Olivia came onscreen, telling what she knew of her family history, then there were interviews with Daniel and with Beth. Then came Esme's narration of Olivia's family history and those Ken Burns–style pans of the scrapbooks.

Now I was sold.

When I didn't speak for a moment Tony interpreted my silence as disapproval.

“You hate it,” he said.

“No, Tony, I'm just speechless. This is better than I ever expected; no offense.”

“None taken,” Tony said. “As long as you like it. We've got more work to do on it, but so far, so good.”

“So far,
real
good,” Esme said.

“I know you don't have much time, but let me show you some clips from the interview with Charlie, too.” He ejected a disk from his computer and popped in another one.

“Relax,” I said, telling him about our cancellation. “All we've got to do this afternoon is unpack the stuff we already packed.”

“Okay, cool. Maybe after you see this you'll buy into this project, too. Keep in mind this is all raw footage.”

Charlie's now-familiar face appeared on the screen. He was stiff, almost sullen, in the beginning, but slowly mellowed as I coaxed him along in the interview.

When the screen went blank Esme sat back on the sofa. “Okay, well, now it's my turn to say
I'm
convinced.
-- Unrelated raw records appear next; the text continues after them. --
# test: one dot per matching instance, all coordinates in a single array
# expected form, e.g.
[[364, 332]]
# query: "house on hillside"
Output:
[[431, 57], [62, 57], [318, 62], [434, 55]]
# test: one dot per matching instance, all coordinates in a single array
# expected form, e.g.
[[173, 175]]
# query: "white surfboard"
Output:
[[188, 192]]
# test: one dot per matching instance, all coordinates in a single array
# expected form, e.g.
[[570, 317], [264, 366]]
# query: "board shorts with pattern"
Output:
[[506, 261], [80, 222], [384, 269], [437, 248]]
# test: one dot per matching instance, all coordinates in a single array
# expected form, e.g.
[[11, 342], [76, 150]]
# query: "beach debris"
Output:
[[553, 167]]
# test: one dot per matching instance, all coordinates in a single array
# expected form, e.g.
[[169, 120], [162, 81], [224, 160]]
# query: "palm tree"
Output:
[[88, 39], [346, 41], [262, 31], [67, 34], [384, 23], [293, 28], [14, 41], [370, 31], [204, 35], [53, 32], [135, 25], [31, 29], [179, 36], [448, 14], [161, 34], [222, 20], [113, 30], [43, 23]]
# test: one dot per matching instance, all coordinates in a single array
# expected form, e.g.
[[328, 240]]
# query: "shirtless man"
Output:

You've got an interesting story there.”

“Especially if my hunch is right,” I said.

Tony gave me a quizzical look and I told him what I'd found while searching for information about Hershel Tillett. “And based on that, I'm thinking Charlie may have been one of Hershel's underaged friends, or maybe even one of the cousins. I'll keep digging. And if Charlie Martin, or whatever his real name is, was a boy soldier, don't you think that makes his story even more compelling?”

“Depends on how young he was, I suppose,” Tony said. “Lots of boys fresh off the farms fought that war. Or when you think about it, pretty much every war.”

Esme groaned, and when I looked over there was the hand across her forehead again.

“I know, it's not right,” she murmured.

Tony shrugged. “I know it's not right, but that's just the way it is.”

twenty-two

T
ONY CALLED EARLY THE NEXT
morning. “Charlie's agreed to another interview. Can you go this afternoon? We need to catch him before he backs out.”

“He's agreed to the project?”

“Not yet. I figured, better to ease him into it. Get him used to talking to you. And maybe when Beth's feeling better she could help wrangle him into it.”

In the hours I had until time for the interview, I dogged Charlie Martin's trail, only to end up in a succession of frustrating dead ends. I was more convinced than ever that Charlie Martin was somebody else, somebody who'd gone to war young and grown up too fast. I suddenly recalled what Celestine had written about their tenants' sons wanting to join up even though one was underaged. Was the name Tillett or was I getting my wires and my jobs crossed? We'd already taken everything back to Olivia, so I'd have to check the next time I was over there. Olivia might get a kick out of it if she found out that there was a link, however
tangential, between her family and Charlie's all those decades ago.

I called Lacey Simmons and got her voice mail. I left a message asking if she'd had any luck locating the photos of her grandfather's pals and told her—sincerely—that I'd
really
love to hear from her.

I got out my calculator and tried out different age discrepancies. Charlie Martin was in remarkable vim and vigor for his age. Shave a few years and he'd be fit, but not extraordinary. And if that range was right, the enlistment age of the erstwhile Charlie would have been somewhere around fourteen or fifteen. That was sad to think about, but it made for a much more dramatic story.